| 27 May |
May’s Cabaret – Very Nice |
It was our last Seven Stars outing till October and what a wonderful and ever so very pleasant evening it was. Isn’t Jude Simpson a star? She is. If I had a pound for everyone who’s come up to me since the show to tell me how much they enjoyed her set – well, I’d have enough to go absolutely bonkers wild at a car boot sale, I can tell you.
For the introductory poem I put myself entirely in the hands of Dan, drummer of Nomad Shuffle, whose job it was to throw first a sugar-free biscuit then a packet of crisps from the wings directly into my outstretched hand. In such a way that I could catch it. Whilst not making it look easy. He did this, as if not making it look easy was easy. Which it’s not. Nor is it easy in the first place. Not for any of us.
The unusually talented John Elliott was next to stand up and be counted and he assured us, musically and lyrically, that ‘everybody’s different’ – in way that left me nursing the suspicion that some are more different an others. He was followed by Jackie Juno – without husband Brian Abbott, with whom she assures us she has a very special chemistry – nevertheless she achieved a winning musical-comedy intimacy with deceptively cherubic George Cooper. You may wish to confirm this for yourself on Traydio.
The Dead Poets’ Slam was one of the best in memory with Bill Greenwell, Surabhi Forest, Tony Gee, Jude Simpson, Jackie Juno and John Elliott treating us to ‘Banjo’ Paterson, Rumi, Anonymous, AA Milne, Vivekananda and Emily Dickinson respectively. Emily Dickinson won, by a one point, from Rumi, who was one point clear of AA Milne. It’s lovely to see late poets getting into the spirit of things. Her prize – a copy of Jude Simpson’s Secret Rapper – was collected on her behalf by John Elliott. What would Jude have received if AA Milne had won? It’s hard to say, because he didn’t. Not yet.
Jerri Hart was last up before the interval and like Ms Juno was accompanied by the engaging Mr Cooper, whose first name had stepped sideways to Jorges. Together they performed a rousing version of Sheikh of Araby that shall live long on the memory for the acts of wanton violence perpetrated by Mr Hart upon the dogged and persevering Jorges, and also for Mr Hart’s splendid trumpet playing which was in danger of being forgotten alongside his assaults on his accompanist, which fell somewhere in that happy middle place between slapstick and attempted manslaughter.
It was, as ever, a magnificent interval, with multiple contributions to the audience poem, this month on the chosen theme of ‘putty’. The poem, put together by Liv Torc, can be found in the next or next but one post on this very blog.

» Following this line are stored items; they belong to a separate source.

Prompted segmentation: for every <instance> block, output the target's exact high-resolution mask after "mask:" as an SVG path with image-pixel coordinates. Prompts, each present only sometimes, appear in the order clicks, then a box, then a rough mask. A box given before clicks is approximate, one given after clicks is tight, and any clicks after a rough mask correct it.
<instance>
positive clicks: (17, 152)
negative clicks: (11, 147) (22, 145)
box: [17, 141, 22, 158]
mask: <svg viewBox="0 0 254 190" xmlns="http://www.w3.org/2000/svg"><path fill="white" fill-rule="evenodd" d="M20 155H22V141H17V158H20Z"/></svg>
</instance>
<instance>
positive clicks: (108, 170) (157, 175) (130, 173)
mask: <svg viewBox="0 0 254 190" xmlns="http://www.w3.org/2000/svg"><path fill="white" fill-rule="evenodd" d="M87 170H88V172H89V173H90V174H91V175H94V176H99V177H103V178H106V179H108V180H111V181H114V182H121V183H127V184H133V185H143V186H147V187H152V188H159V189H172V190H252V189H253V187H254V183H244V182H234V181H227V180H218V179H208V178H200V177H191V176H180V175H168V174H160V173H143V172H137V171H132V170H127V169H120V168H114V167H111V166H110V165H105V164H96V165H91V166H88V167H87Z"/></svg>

A prize was awarded and the poem was read out, to gasps of wonder, recognition and dismay. There had been talk of the audience poem being placed in the Totnes Times. Hmmmm, not this month maybe. However close to our various edges the putty poem took us, it was all a good introduction to episode six in the continuing adventures of Empath Man. I won’t tell you more than that the two muggers who attempted to rob him that night got more than they bargained for. One of them discovered a gift for rap and rhyme while the other, articulate beyond his aspirations, discovered a different form of self-expression. Please visit traydio. Subscribe to the podcast, if you can.
(By the way, everything I’ve said here is utterly butterly true - don’t you agree??)
It just remained for Jude to charm our pants off and win a deserved encore for her funny and moving poems and songs, before Jerri and I put the everyone into and then quickly out of their post-Jude misery with a beautifully moving and argumentative Shorelines of your Mind.